I don't read quite that much to merit the usual subscription but for .99 cents a month, having a few magazines ready to go every day on the subway is a nice deal. A million books, graphic novels, magazines (always been a fan of how they index and strip it down in table of contents), and audible books too. Yes, that's 97% percent off.

https://www.techbargains.com/deal/433133/amazon-kindle-unlimited-membership

Downloaded a few comics that just made my 3 dollars worth it in the first five minutes. *I find that the 7" Oasis is the absolute smallest I can go to read graphic novels but it sure does look nice in crisp e-ink.

Fun Facts for us all:

Free book access on Amazon: about 93,000
Free book access if you're a Prime Member: 1000 (some bestsellers)
Free book access if you're a Kindle Unlimited: 1.6 Million

And for many of us, most of the books we'll want to read are not in any of these so we can support the writers paying full price.

S.


----------



## Ann in Arlington (Oct 27, 2008)

Clarification: Prime Reading and KU are subscriptions -- books are borrowed but must be returned. Prime Reading comes with your $119/year Prime membership, KU is $10 a month.


----------



## northofdivision (Sep 7, 2010)

Thanks, an important clarification, free to rent vs free to own. Also, I forgot to mention I already had a Prime Membership.
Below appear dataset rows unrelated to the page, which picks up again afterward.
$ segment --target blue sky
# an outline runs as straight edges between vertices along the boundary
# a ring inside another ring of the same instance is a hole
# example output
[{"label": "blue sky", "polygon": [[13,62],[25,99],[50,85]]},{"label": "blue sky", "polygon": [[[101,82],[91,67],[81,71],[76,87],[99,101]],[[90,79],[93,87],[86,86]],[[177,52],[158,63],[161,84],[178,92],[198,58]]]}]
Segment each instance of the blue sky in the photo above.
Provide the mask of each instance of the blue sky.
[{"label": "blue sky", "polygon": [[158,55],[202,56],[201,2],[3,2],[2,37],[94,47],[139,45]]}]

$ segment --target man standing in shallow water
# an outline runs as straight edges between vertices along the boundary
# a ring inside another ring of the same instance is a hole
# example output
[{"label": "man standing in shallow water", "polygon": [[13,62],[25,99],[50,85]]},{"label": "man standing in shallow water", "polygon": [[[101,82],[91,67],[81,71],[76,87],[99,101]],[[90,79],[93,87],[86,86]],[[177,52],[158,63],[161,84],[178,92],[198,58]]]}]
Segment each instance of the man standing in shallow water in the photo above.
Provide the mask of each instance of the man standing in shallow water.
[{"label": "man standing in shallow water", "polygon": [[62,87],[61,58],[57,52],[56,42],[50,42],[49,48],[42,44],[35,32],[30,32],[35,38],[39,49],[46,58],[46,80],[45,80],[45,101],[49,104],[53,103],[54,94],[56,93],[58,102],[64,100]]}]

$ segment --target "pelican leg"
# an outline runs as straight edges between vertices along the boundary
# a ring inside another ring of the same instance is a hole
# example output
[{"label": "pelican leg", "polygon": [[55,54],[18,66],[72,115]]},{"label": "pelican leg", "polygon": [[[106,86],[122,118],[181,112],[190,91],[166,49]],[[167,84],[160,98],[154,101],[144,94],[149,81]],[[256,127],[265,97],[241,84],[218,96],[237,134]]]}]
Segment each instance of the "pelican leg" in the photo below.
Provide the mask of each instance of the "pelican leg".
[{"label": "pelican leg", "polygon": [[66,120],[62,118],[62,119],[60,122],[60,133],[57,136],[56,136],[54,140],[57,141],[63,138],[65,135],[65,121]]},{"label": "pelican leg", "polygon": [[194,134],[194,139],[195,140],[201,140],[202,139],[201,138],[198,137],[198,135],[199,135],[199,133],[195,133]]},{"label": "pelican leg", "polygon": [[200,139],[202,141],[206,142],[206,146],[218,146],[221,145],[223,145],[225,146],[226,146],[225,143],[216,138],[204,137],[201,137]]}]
Do any of you pay full price for Kindle Unlimited and feel you're reading what you want and it's a good value for you?


----------



## northofdivision (Sep 7, 2010)

A nice Prime workaround if you're not interested in paying the full 119.00 right now and want to get in on Prime Day and this 99 cent deal or if you just want to see if Prime is for you:

"Sign up for a  free 30-day trial membership or pay for 1 month of Prime for only $12.99 if you don't want to commit to a 1-year membership for $119. Students can sign up for a free 6-month trial and if you've used that up, get 50% off 1yr of Prime ($59 per year) for up to four years."


----------



## Ann in Arlington (Oct 27, 2008)

northofdivision said:


> Thanks, an important clarification, free to rent vs free to own. Also, I forgot to mention I already had a Prime Membership. Do any of you pay full price for Kindle Unlimited and feel you're reading what you want and it's a good value for you?


You're welcome.

I also already had prime, so the Prime reading -- and KOLL which is still around -- are just extra perks. I tried KU for a year -- got it at a special price that worked out to around $5 or $6 a month. I had a hard time finding enough books I wanted to read even at that price. Each book in KU is priced around $3 to $4. Over half were readable, but that's about the best I can say. I did read a handful of very good ones. The rest were so bad I couldn't even finish them. So I didn't renew when the year was up and I haven't missed it.

I do borrow occasionally via Prime and try to use my KOLL book each month -- which reminds me: it just turned to July, I should see what I want to get.  I also use my library A LOT -- small press and independent titles tend to not be available there, of course. And sometimes even mainstream titles are not, but I can always ask and sometimes they get them for me.


northofdivision said:


> A nice Prime workaround if you're not interested in paying the full 119.00 right now and want to get in on Prime Day and this 99 cent deal or if you just want to see if Prime is for you:
> 
> "Sign up for a free 30-day trial membership or pay for 1 month of Prime for only $12.99 if you don't want to commit to a 1-year membership for $119. Students can sign up for a free 6-month trial and if you've used that up, get 50% off 1yr of Prime ($59 per year) for up to four years."


I actually started prime on a 30 day trial around Christmas when I needed a gift delivered super fast.  The quick shipping at no additional charge has made it worth it for me.

I think maybe there's also program for new parents where you can get it for a discount, and maybe for teachers. I think the lower price programs are somewhat limited in the videos and such available -- not sure.

n.b. -- moving this to 'anything else amazon' as it's not strictly about the kindle.


----------